The theme for this year was chemistry, so we decided to 'number chemistry'. I've always thought of the integers like molecules, with prime numbers as the atoms. We set up number molecule decorations, a prime number target game, and computers where visitors could find the prime factorizations of their phone numbers.

Students for the math department made the decorations and the ball toss game and did a very nice job. I wrote the program to find the factorizations, and we all made a variety of signs talking about primes, twin primes, the GIMPS project, and some prime number periodic tables that are pretty cool.

The game was a big success. Kids waiting in line were given a card with a number on it, maybe 18 or 54 or 770. The would need to figure out the prime factors by the time they got to the front. They would then throw balls at targets painted with primes, the goal being to knock down primes whose product matched the target number. Winners wrote their names on a sticky note and stuck it on the wall, enough of reward to make players proud without having to hand out candy.

Here's my periodic table of prime numbers, made to match the chemistry theme of the day and drive home the idea of "primes as atoms". Twin primes are colored gray, with symbols added for Mersenne primes, Sophie Germaine primes, Fermat primes, and palindrome primes.
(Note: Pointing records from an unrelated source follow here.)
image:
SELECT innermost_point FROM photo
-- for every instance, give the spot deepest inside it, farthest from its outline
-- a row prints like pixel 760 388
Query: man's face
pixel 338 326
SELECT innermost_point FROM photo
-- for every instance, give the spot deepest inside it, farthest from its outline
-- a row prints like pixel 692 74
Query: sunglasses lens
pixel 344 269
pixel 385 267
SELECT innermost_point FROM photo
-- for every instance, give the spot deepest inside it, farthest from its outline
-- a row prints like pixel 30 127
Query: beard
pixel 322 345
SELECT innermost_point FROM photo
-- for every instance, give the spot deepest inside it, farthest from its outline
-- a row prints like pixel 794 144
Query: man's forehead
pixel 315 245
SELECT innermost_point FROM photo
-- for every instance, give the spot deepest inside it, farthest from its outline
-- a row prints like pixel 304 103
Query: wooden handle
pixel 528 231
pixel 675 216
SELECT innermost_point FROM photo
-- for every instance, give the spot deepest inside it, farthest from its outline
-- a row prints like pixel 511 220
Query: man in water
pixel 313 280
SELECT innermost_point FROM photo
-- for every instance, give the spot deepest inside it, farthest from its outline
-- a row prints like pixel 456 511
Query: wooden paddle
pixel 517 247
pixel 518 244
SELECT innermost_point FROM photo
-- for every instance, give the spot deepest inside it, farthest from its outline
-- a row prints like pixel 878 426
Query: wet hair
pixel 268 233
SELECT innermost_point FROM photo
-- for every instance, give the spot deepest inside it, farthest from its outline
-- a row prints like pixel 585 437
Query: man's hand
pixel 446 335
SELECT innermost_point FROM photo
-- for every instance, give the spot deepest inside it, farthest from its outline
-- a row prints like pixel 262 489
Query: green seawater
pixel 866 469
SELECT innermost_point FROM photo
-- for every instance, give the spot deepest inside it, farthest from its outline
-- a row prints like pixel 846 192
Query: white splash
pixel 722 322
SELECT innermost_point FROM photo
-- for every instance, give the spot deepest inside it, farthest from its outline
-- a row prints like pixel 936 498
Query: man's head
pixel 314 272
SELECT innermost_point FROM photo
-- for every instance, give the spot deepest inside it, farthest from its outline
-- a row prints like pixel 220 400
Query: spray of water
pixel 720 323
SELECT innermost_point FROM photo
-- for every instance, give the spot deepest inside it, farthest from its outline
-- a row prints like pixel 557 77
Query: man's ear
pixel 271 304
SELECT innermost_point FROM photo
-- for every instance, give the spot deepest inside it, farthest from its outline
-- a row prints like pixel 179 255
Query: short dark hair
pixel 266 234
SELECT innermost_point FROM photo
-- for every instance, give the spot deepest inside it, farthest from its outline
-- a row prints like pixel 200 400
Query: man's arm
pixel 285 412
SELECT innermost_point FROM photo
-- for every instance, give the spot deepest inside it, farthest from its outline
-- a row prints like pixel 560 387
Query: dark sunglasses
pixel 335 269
I think it came out nice!

I went through many iterations of the table. I harbored an unfounded hope that maybe by organizing the integers in a different form maybe some kind of cool pattern would pop out. Here's the periodic table shape with integers starting at 1 and all of the prime numbers colored blue. It turns out that even in the periodic table format, the primes appear to be patternless. I don't know whether to be happy or sad.